Chronic hepatitis B remains a global health priority, affecting roughly 300 million people and driving liver cirrhosis and cancer. Existing therapies—primarily nucleos(t)ide analogs—suppress viral replication but rarely eradicate covalently closed circular DNA (cccDNA), the viral reservoir. Consequently, researchers have been hunting host factors that HBV manipulates to maintain persistence. The viral regulatory protein HBx has long been known to undermine host restriction mechanisms, yet the precise molecular handshake that enables this sabotage was missing, limiting drug‑development efforts.

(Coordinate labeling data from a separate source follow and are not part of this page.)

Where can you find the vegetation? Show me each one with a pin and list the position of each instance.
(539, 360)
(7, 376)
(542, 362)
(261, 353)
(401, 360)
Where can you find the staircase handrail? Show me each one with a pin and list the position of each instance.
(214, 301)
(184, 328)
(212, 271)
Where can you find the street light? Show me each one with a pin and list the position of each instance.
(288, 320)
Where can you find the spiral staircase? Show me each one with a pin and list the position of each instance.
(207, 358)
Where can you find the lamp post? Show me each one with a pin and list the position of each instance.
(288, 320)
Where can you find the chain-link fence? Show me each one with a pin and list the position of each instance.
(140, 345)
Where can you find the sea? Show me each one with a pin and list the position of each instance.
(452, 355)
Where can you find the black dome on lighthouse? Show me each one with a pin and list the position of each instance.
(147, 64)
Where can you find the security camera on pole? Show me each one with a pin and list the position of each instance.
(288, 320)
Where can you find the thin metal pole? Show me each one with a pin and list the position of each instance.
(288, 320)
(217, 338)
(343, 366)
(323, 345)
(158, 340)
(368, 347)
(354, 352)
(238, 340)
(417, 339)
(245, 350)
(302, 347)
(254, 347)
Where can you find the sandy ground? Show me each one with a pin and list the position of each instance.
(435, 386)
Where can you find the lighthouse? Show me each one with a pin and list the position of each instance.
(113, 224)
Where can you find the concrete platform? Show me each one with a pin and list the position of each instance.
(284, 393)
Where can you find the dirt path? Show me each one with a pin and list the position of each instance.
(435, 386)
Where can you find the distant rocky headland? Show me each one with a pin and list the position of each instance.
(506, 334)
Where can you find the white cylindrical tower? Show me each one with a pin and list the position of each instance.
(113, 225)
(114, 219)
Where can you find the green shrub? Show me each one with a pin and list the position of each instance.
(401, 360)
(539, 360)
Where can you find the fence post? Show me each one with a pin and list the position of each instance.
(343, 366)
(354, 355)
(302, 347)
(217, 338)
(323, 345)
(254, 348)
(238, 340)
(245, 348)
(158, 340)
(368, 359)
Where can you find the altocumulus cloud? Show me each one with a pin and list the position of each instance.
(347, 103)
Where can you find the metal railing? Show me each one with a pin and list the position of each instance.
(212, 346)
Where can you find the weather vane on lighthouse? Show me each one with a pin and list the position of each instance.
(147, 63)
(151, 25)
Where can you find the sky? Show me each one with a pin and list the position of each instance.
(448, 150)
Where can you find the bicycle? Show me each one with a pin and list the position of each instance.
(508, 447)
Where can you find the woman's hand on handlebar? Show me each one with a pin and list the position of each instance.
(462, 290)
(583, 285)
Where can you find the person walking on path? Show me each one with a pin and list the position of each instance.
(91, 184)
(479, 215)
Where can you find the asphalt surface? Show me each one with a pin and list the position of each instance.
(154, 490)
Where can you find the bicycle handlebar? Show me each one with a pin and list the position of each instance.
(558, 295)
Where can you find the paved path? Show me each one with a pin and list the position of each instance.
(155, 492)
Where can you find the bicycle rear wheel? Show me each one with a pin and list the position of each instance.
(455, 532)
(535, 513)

The new Cell Research paper fills that gap with a near‑atomic cryo‑electron microscopy structure of the HBx‑Smc6 interface. The authors show HBx wedges into a unique pocket on the Smc6 subunit, reshaping the complex and recruiting the CRL4 ubiquitin ligase. This tripartite assembly tags Smc6 for proteasomal destruction, dismantling the Smc5/6 complex that normally silences cccDNA transcription. Functional assays confirm that disrupting the HBx‑Smc6 binding site or restoring Smc6 levels dramatically curtails viral replication, proving the interaction is both necessary and druggable.

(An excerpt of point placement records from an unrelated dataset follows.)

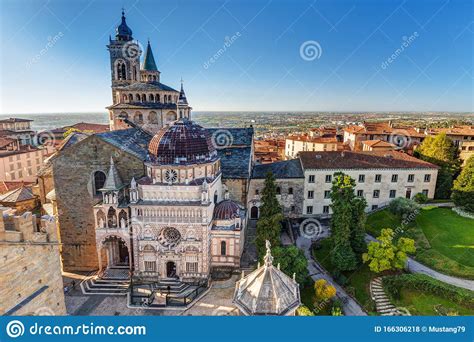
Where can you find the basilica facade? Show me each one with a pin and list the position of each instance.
(177, 220)
(156, 196)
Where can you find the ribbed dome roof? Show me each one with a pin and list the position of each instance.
(226, 210)
(183, 143)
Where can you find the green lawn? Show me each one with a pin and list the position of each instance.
(357, 281)
(444, 240)
(307, 298)
(425, 304)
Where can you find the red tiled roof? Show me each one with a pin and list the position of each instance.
(85, 126)
(12, 120)
(6, 141)
(383, 128)
(377, 143)
(456, 130)
(362, 160)
(9, 186)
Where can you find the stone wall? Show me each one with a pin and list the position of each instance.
(292, 204)
(30, 268)
(73, 171)
(237, 189)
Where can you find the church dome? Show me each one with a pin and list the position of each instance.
(182, 143)
(226, 210)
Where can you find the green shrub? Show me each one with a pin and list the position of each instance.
(403, 207)
(420, 198)
(303, 310)
(423, 283)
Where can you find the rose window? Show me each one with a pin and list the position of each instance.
(169, 237)
(171, 176)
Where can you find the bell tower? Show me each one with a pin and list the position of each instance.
(124, 57)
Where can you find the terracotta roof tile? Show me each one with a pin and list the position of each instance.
(362, 160)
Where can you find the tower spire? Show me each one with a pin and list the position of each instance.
(149, 63)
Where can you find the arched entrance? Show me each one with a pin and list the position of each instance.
(254, 213)
(171, 269)
(114, 253)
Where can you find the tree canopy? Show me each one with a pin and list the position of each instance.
(463, 189)
(292, 261)
(269, 222)
(347, 223)
(385, 255)
(440, 150)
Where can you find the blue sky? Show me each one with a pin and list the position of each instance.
(264, 68)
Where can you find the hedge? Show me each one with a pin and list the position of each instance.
(423, 283)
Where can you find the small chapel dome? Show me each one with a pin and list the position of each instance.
(226, 210)
(183, 143)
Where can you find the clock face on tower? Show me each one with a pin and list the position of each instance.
(171, 176)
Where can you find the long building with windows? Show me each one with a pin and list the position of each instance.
(380, 177)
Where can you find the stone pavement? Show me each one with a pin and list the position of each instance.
(217, 302)
(382, 302)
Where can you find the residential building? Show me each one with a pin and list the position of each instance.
(380, 177)
(31, 277)
(289, 180)
(377, 145)
(462, 136)
(297, 144)
(21, 163)
(403, 137)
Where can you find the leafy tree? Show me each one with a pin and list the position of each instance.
(292, 261)
(359, 218)
(323, 291)
(268, 228)
(441, 151)
(463, 189)
(420, 198)
(303, 310)
(403, 207)
(268, 225)
(270, 205)
(336, 311)
(385, 255)
(347, 223)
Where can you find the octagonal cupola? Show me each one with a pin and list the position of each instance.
(183, 143)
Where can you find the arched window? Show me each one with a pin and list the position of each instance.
(134, 72)
(124, 73)
(111, 218)
(123, 219)
(99, 181)
(138, 117)
(153, 117)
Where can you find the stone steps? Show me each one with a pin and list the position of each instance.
(382, 303)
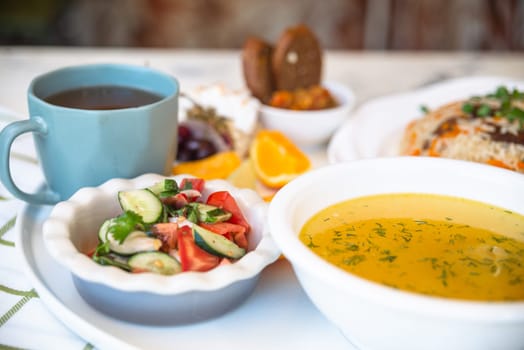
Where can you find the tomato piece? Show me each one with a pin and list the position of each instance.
(167, 233)
(193, 183)
(224, 200)
(233, 232)
(192, 257)
(177, 201)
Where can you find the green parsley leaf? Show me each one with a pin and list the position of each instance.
(467, 108)
(124, 224)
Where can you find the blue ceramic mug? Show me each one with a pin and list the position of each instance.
(80, 147)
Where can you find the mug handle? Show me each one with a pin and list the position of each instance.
(7, 136)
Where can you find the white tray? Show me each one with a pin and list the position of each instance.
(277, 316)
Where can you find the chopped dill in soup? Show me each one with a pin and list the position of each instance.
(431, 244)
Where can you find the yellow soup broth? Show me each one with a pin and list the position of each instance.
(435, 245)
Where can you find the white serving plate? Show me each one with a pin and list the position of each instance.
(376, 127)
(277, 315)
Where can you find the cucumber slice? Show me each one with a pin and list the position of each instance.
(165, 188)
(136, 241)
(216, 244)
(156, 262)
(211, 214)
(143, 202)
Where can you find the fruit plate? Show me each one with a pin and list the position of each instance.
(376, 128)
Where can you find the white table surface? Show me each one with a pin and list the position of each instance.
(25, 321)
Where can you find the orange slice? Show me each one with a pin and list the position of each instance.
(276, 159)
(217, 166)
(244, 176)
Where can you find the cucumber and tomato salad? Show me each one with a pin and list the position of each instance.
(167, 228)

Therapeutically, the study creates a clear blueprint for next‑generation antivirals. Small molecules or biologics that occupy the Smc6 pocket, block HBx’s ligase‑binding residues, or stabilize Smc6 could reactivate the host’s intrinsic antiviral shield, moving the field toward a functional cure. The conserved nature of the interface across HBV genotypes suggests broad‑spectrum applicability, while the structural methodology sets a precedent for tackling other viral‑host complexes. As pharmaceutical pipelines incorporate these insights, the prospect of complementing existing therapies with host‑targeted agents becomes increasingly tangible, reshaping the long‑term management of chronic HBV.